A Debt Of Gratitude

A debt of gratitude to the creators of the web:

January 11, 1998

I have been surfing the web since October of 1995. I was surprised to find the text of an old letter preserved within one of our computers which spoke of this event:

                                         
Dear Paul and Dan,                           October 29,  1995

     Hello!  How are you?  Happy Halloween!  We are having a good
weekend.  For yesterday, the three of us experienced a historic
event. 
     We went up on the Internet!  Yes, our small computer connected
with computers all over the country and in the world.  What an
experience.  Our newspaper is available on line on a program
called StarNet.  This links to the internet, world wide web and
all that stuff.  You read a news article and below are
'footnotes' that  you can click on to read other related items.
Those are the items that originate all over the world.  We
were in Chicago, we were in Turkey, etc.!

Since that day, I have never learned who was directly responsible for the net's existence. I had vaguely assumed it was a group of people. But today I have 'met' Tim Berners-Lee:

"Berners-Lee graduated in 1976 with first-class honors in theoretical physics from the Queen's College at the University of Oxford. In 1980, after various software-writing jobs, he spent six months at CERN, the European laboratory for particle physics near Geneva, where he designed a calendar program called Enquire to keep track of his own random associations; it later became the basis for the Web. He returned to CERN in 1984 as a software engineer.

The rest is ancient Web history. Berners-Lee wanted to create a means for far-flung researchers to share one another's data and work easily together. So, in 1990, he wrote specifications for HTML (hypertext markup language), HTTP (hypertext transfer protocol) and the precursor of URL (uniform resource locator). . .

Berners-Lee and his CERN compatriot Robert Cailliau put the free Web software on the Internet in 1991. It didn't take off until 1993, when Marc Andreessen and his colleagues at the University of Illinois, who had seen one of the early Web browsers called ViolaWWW, wrote the now famous Mosaic. Between 1991 and 1994 the number of Web clients grew from about 10 to 100,000."

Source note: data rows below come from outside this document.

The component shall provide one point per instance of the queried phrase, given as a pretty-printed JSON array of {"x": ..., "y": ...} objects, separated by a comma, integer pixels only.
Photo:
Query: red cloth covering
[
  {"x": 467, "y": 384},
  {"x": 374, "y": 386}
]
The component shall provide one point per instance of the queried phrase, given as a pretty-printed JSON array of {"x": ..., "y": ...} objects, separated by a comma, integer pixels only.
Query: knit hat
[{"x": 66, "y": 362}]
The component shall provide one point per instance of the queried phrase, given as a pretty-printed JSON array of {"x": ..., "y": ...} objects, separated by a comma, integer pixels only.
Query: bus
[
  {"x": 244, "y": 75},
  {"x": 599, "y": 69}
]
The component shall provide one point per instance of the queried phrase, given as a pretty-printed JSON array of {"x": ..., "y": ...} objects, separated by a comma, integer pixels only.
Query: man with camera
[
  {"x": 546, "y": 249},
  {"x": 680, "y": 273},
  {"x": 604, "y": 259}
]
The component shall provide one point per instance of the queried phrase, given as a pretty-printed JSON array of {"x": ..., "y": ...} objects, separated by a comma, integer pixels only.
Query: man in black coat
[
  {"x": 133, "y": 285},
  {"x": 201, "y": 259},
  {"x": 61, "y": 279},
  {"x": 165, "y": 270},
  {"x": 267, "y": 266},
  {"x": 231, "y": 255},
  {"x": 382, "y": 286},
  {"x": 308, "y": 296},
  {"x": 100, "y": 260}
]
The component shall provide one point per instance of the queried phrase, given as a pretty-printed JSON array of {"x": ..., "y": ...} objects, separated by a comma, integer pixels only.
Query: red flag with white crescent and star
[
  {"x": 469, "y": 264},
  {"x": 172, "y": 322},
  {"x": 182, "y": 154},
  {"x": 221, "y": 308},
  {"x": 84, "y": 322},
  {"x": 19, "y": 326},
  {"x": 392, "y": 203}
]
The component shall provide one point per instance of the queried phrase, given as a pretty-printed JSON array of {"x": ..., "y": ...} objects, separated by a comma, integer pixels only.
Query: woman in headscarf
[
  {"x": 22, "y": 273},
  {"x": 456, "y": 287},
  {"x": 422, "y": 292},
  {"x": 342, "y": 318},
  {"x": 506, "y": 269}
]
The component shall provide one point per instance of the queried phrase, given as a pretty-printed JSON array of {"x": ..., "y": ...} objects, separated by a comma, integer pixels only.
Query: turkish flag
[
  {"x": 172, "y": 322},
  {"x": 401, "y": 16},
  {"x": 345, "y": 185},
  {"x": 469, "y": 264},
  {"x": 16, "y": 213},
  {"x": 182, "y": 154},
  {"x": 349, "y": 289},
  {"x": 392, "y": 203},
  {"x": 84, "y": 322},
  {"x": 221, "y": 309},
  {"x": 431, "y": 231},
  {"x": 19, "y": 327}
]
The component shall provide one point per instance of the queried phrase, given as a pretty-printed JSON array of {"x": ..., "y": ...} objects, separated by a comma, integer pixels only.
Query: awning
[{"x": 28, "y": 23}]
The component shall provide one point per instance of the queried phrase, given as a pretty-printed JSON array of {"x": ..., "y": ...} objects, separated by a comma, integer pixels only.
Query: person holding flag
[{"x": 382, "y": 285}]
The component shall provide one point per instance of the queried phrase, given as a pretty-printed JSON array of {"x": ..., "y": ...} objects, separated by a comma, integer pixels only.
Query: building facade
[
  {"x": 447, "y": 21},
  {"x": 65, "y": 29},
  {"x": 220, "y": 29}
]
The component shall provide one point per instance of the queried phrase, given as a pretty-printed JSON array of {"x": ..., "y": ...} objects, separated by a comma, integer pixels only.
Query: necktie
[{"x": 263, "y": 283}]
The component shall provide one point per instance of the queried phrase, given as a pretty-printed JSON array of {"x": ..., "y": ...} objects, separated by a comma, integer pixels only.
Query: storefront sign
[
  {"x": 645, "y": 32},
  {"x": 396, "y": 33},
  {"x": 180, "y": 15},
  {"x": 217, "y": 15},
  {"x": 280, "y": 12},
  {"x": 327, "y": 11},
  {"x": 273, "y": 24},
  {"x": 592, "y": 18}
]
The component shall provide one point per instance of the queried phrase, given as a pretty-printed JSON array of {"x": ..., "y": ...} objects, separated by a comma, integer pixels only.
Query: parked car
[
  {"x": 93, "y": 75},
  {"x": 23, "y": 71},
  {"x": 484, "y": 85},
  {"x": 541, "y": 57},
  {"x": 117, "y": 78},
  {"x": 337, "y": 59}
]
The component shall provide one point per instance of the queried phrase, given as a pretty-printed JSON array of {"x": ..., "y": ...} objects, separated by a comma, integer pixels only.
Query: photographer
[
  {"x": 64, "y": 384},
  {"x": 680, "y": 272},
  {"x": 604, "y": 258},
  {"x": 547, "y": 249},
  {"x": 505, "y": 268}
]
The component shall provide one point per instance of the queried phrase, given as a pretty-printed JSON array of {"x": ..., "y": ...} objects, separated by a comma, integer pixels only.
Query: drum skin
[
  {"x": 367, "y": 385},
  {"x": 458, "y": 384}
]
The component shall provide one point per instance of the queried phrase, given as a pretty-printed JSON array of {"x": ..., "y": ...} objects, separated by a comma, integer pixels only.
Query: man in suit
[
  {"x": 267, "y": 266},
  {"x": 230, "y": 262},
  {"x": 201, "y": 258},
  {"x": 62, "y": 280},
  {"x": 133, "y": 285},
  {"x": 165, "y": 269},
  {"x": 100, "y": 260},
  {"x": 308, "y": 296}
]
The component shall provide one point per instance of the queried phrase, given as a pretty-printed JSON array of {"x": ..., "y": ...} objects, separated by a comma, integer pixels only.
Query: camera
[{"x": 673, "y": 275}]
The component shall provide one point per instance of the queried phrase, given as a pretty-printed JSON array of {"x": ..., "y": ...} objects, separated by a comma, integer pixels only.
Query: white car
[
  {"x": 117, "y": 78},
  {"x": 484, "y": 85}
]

I discovered this information through following a series of links. Today's Starnet featured an article about the Unitarian Universalist church. At the bottom of the article was a link to the Boston based Unitarian Universalist Association's web site. That site had a link to the Scientific American article Molding the Web, December 1997, which profiled Berners - Lee. They proudly made this link for he discusses his identification with U. U. within the article:

"Berners-Lee says he had a Protestant upbringing but rejected literal Christianity as a teenager because it was incompatible with science. He now describes himself as a Unitarian Universalist. "It tackles the spiritual side of people's lives and of values and of the things you need to live your life, but it doesn't require you to believe six impossible things before breakfast," he says wryly."

The depth of the spirit of the man who now directs the World Wide Web Consortium, ( W3C), which insures cohesivity standards for the Web, is shown:

"No matter how many interviews the seemingly shy Berners-Lee agrees to, no matter how often he is asked to give a "vision" talk, no matter how hard he tries to speak slowly, there is a point at which the 42-year-old British physicist cannot contain his enthusiasm. In his world, the Web can empower people and transform society by allowing everyone self-expression and access to all information.

"The Web can help people to understand the way that others live and love and are human, to understand the humanity of people,"

Berners-Lee expounds, almost tripping over his words.

I cried when I read these words. The man whose vision has made this wondrous thing happen had in mind people like me: people who use the web to give all who care to come and read insights into the reality of their lives. It is part of what I hope we are communicating with our website as a whole. Many write us letters of how they have come to understand the beauty of their own humanity better. "Andrea Galla" wrote:

"Guided by whatever force I came upon your website. And something happened; something so long waited for. I came home. I read - and am still reading - the articles, the poems, the essays. I wonder where you were so long. But then again, there's a time and a reason for everything.

And I cried. Not sorry for that. But it's so astonishing, almost bewildering, an experience to see the pieces fall into place at last, to feel that deep, warm sense of recognition, to silence the urge for rationalization and defence and at the same time see a circle closing...like your rainbow did."

I owe such a debt of gratitude to Berners - Lee, Mark Andreessen and the others like them, who have worked to make just such comings together possible.